If your site doesn’t drive users away at first glance, then it is time to optimise for UX signals. Specifically, you should focus on 3 things:
- Dwell time
- Organic CTR
- Bounce rate
An easy way to keep people engaged on your site is through embedded videos. People spent on average 2.6x more time on pages with video than without. This figure may be a bit overblown, but they certainly help people stay on your page longer. If you have an engaging 3-minute video, you’ve already hit that minimum dwell time target. This also allows digestion of your content for those of different learning styles or who prefer different kinds of engagement.
A table of contents will easily help users navigate your page. It allows those seeking specific information to find it quickly, rather than just seeing a wall of text and leaving. These also allow your page to get some site links on the search results page. This can greatly boost organic CTR.
Optimisation of content structure is key. For examples, having an optimised introduction. If you look at a heat map of your page, you will see that many people get maybe a sentence into your intro and leave. This means you should optimise your introduction to be short and sweet.

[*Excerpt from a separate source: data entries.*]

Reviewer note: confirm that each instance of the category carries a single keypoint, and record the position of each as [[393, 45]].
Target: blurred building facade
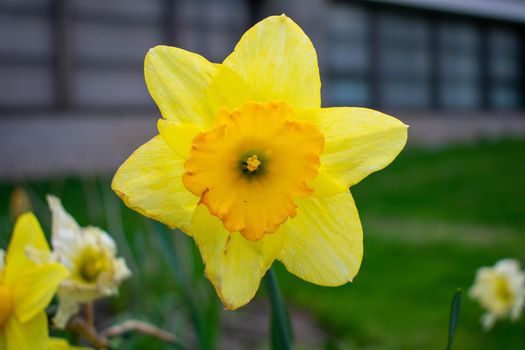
[[407, 55], [77, 65]]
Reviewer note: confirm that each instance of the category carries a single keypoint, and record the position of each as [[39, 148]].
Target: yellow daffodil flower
[[26, 288], [90, 255], [500, 290], [249, 164], [62, 344]]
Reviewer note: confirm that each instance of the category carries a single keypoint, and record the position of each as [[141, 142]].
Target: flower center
[[6, 304], [502, 290], [252, 164]]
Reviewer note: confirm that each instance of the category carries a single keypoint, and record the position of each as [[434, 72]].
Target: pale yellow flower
[[90, 255], [26, 288], [500, 290]]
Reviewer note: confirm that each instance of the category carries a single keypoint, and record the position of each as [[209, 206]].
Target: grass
[[430, 220]]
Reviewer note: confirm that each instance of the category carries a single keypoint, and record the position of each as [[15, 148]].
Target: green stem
[[282, 338]]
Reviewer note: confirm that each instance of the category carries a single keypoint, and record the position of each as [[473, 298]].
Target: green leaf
[[281, 330], [454, 317]]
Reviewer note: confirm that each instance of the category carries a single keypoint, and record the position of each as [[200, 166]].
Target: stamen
[[252, 163]]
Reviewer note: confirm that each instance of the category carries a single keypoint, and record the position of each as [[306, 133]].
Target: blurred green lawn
[[430, 220]]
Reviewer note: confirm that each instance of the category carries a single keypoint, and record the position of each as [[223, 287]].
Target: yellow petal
[[150, 182], [178, 81], [278, 61], [35, 288], [27, 233], [178, 136], [234, 265], [31, 335], [358, 141], [325, 184], [324, 242]]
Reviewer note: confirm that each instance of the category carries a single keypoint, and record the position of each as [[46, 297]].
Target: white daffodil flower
[[89, 254], [500, 290]]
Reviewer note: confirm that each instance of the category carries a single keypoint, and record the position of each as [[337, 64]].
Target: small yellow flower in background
[[249, 164], [500, 290], [26, 288], [90, 255], [62, 344]]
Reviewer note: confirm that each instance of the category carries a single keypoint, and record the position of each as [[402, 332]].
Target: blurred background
[[74, 105]]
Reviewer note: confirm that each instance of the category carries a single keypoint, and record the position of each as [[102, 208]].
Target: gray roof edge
[[503, 10]]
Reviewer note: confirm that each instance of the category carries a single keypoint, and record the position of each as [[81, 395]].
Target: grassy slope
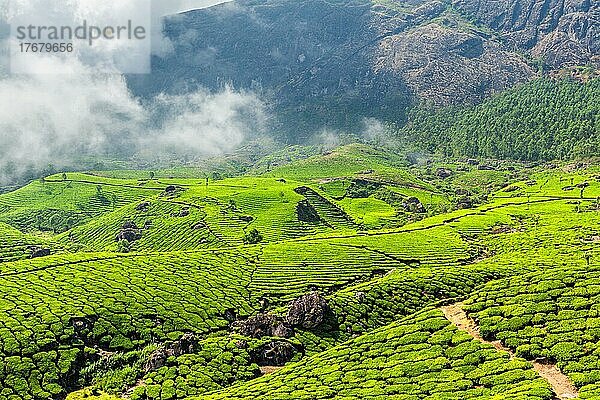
[[128, 301]]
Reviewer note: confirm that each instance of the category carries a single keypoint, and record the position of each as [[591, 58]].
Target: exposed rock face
[[562, 32], [308, 312], [185, 345], [369, 59], [445, 65]]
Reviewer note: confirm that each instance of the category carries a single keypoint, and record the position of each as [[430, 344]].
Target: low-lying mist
[[45, 120]]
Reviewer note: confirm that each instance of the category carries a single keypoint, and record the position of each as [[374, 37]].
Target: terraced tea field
[[347, 275]]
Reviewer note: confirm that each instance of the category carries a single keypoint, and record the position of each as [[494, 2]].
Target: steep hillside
[[561, 33], [332, 63]]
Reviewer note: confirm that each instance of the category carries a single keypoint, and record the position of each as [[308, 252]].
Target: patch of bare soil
[[561, 384]]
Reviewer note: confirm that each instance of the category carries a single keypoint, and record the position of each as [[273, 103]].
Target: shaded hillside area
[[543, 120]]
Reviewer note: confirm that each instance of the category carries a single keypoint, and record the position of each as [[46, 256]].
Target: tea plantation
[[323, 276]]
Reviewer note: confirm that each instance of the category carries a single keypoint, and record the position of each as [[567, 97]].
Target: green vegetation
[[542, 120]]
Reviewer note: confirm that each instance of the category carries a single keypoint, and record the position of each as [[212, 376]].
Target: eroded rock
[[308, 312]]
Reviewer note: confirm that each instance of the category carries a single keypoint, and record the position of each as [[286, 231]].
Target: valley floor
[[330, 277]]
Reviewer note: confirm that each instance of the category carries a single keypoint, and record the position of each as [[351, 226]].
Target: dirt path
[[561, 384]]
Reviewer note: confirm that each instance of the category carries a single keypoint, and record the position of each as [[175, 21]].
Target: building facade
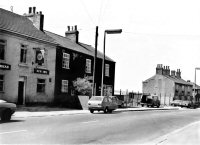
[[168, 86], [27, 60], [38, 66]]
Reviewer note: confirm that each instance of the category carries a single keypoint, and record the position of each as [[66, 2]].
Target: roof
[[79, 47], [174, 79], [19, 24]]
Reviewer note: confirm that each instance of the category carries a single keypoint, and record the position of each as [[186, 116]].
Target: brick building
[[38, 66], [27, 59], [168, 86]]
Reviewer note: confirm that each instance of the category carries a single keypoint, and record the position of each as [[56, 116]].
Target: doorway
[[21, 91]]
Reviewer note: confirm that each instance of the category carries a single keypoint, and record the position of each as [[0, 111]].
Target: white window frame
[[23, 57], [44, 85], [2, 81], [88, 66], [66, 60], [107, 70], [4, 49], [65, 86]]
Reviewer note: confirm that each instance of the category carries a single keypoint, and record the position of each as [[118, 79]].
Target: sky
[[153, 32]]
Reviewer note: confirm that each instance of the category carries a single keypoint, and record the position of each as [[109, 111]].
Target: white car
[[6, 110]]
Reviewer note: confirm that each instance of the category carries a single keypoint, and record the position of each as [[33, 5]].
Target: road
[[135, 127]]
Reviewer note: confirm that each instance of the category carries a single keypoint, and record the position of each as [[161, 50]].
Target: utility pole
[[94, 66]]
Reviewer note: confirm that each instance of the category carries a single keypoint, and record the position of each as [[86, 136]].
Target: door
[[20, 93]]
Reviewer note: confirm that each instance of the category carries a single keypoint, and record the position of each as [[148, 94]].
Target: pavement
[[188, 135]]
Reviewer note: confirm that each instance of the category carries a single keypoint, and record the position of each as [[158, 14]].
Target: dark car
[[6, 110], [102, 103]]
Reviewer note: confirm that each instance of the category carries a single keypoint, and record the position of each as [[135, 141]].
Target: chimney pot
[[34, 9], [30, 10]]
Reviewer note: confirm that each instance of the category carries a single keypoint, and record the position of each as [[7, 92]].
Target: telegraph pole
[[94, 66]]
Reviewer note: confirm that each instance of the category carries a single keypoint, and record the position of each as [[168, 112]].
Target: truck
[[150, 100]]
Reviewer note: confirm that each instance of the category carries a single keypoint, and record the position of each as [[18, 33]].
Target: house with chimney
[[38, 66], [168, 85], [27, 58]]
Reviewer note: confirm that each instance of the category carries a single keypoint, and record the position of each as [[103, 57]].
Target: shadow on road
[[11, 121]]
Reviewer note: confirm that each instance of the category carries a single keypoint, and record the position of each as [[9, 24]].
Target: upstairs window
[[41, 85], [23, 54], [1, 83], [2, 49], [64, 88], [107, 69], [88, 66], [65, 62]]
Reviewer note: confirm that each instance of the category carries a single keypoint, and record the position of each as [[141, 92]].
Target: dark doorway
[[20, 93]]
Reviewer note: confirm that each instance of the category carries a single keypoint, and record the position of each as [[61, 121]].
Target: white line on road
[[12, 131], [90, 121]]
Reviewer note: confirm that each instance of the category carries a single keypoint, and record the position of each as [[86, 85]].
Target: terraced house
[[168, 86], [38, 66]]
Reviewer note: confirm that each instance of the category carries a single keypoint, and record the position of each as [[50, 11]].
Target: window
[[64, 88], [88, 66], [41, 85], [1, 83], [2, 49], [23, 54], [107, 67], [65, 62]]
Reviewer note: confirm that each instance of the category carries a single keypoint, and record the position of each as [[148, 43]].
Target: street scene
[[100, 72]]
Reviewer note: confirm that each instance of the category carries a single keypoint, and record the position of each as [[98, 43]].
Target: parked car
[[150, 101], [102, 103], [6, 110], [176, 103], [120, 103]]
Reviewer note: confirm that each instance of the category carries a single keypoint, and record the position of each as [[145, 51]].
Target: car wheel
[[6, 115], [106, 110]]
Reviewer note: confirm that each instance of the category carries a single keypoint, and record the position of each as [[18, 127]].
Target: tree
[[83, 86]]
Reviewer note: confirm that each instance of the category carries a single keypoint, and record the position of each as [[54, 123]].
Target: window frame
[[42, 84], [65, 86], [24, 58], [65, 60], [88, 65], [4, 49], [107, 70], [3, 82]]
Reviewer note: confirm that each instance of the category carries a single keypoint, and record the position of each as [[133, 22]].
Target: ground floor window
[[1, 83], [40, 85], [64, 88]]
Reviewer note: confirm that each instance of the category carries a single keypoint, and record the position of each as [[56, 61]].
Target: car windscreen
[[96, 98]]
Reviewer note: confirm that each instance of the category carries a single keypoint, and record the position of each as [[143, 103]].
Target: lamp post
[[113, 31], [195, 82]]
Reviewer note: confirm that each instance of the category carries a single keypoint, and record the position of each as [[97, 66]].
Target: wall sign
[[41, 71], [5, 66]]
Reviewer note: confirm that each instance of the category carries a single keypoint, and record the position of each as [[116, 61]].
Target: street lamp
[[113, 31], [197, 68]]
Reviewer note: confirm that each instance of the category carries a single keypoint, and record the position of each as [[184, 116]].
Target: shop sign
[[5, 66], [41, 71]]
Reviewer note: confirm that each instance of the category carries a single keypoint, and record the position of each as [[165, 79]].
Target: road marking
[[12, 132], [90, 121]]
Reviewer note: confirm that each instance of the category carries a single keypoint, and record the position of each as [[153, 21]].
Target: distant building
[[168, 86]]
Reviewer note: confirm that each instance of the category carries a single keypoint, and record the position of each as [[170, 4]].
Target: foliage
[[83, 86]]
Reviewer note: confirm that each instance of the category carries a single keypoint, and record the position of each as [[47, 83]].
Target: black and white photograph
[[77, 72]]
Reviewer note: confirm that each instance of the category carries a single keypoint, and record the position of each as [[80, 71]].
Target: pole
[[94, 66], [103, 63]]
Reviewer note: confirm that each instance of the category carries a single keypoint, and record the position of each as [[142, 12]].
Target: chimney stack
[[159, 69], [72, 33], [36, 18]]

Making the content easy to read if the final yet important point. Similar to a table of contents, having lots of h2 and h3 tags to make navigation easy. Using appropriate English is also a factor. Some guides may require basic English with short sentences and paragraphs to make it easily digestible. If your piece is maybe more authoritative or aimed at a highly skilled market, they might look down at such a basic structure. It will be clearer how to structure the content after the initial research.
So understanding how Google is changing allows us to create targeted content easier. Adjusting to Google’s shift towards favouring sites with great usability will keep your domain healthy for a long time. The first page of the search results is a constant battle, so analysing the playing field regularly is essential for you staying on top.
Written content isn’t the only place you should focus on, your website design is going to make a huge difference too. Go back and make those website changes you’ve been meaning to do because they’re going to carry more and more significance.
Construct all future content with the user and user intent at the forefront of your focus. It isn’t too late to go back and change existing content either, so don’t let time hold you back. Never stop trying to improve your pages. Now you better understand how to rank your content and how Google will be measuring your content for user intent, it is time to get out there and build some great content.